7.12 DISPUTE RESOLUTION. If the parties ever have a dispute involving their
respective rights and obligations under this Purchase Agreement or any of the
Other Agreements (other than with respect to the final determination of the
amount of the Adjustment), then the parties will resolve such dispute as
follows:
(A) DISPUTE NOTICE. Either Norcross or the Xxxxx Xxxxxxx may at any
time deliver to the other a written dispute notice setting forth a brief
description of the issues for which such notice initiates the dispute
resolution mechanism set forth in this Section 7.12. Such dispute notice
shall also specify the provision or provisions of this Purchase Agreement
and the facts or circumstances that are the subject matter of the dispute.

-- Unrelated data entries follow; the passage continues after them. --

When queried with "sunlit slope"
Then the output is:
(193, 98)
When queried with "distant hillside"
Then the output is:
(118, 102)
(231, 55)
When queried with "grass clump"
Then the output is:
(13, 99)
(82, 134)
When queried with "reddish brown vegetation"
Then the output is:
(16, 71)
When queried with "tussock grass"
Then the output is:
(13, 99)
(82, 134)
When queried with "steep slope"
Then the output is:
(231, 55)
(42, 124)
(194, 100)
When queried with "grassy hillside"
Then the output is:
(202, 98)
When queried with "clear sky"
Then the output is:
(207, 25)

(B) INFORMAL NEGOTIATIONS. During the 30-day period following
delivery of a dispute notice described in Section 7.12(B), the parties will
cause their representatives to meet and seek to resolve the disputed items
cordially through informal negotiations.
(C) DISPUTE RESOLUTION PROCEEDINGS. If representatives of the parties
are unable to resolve disputed items through the informal negotiations
described in Section 7.12(B), then within 30 days after the informal
negotiation period the parties will refer the disputed issues to a dispute
resolution panel for final resolution as follows:
(1) DESIGNATION OF REPRESENTATIVES. Within seven days after such
informal negotiation period, Norcross and the Xxxxx Xxxxxxx will each
designate one representative to serve on the dispute resolution panel.
(If either party fails or refuses to designate a representative, then
the other party will be entitled to have a representative appointed
for such party by the CPR Institute for Dispute Resolution, New York,
New York.)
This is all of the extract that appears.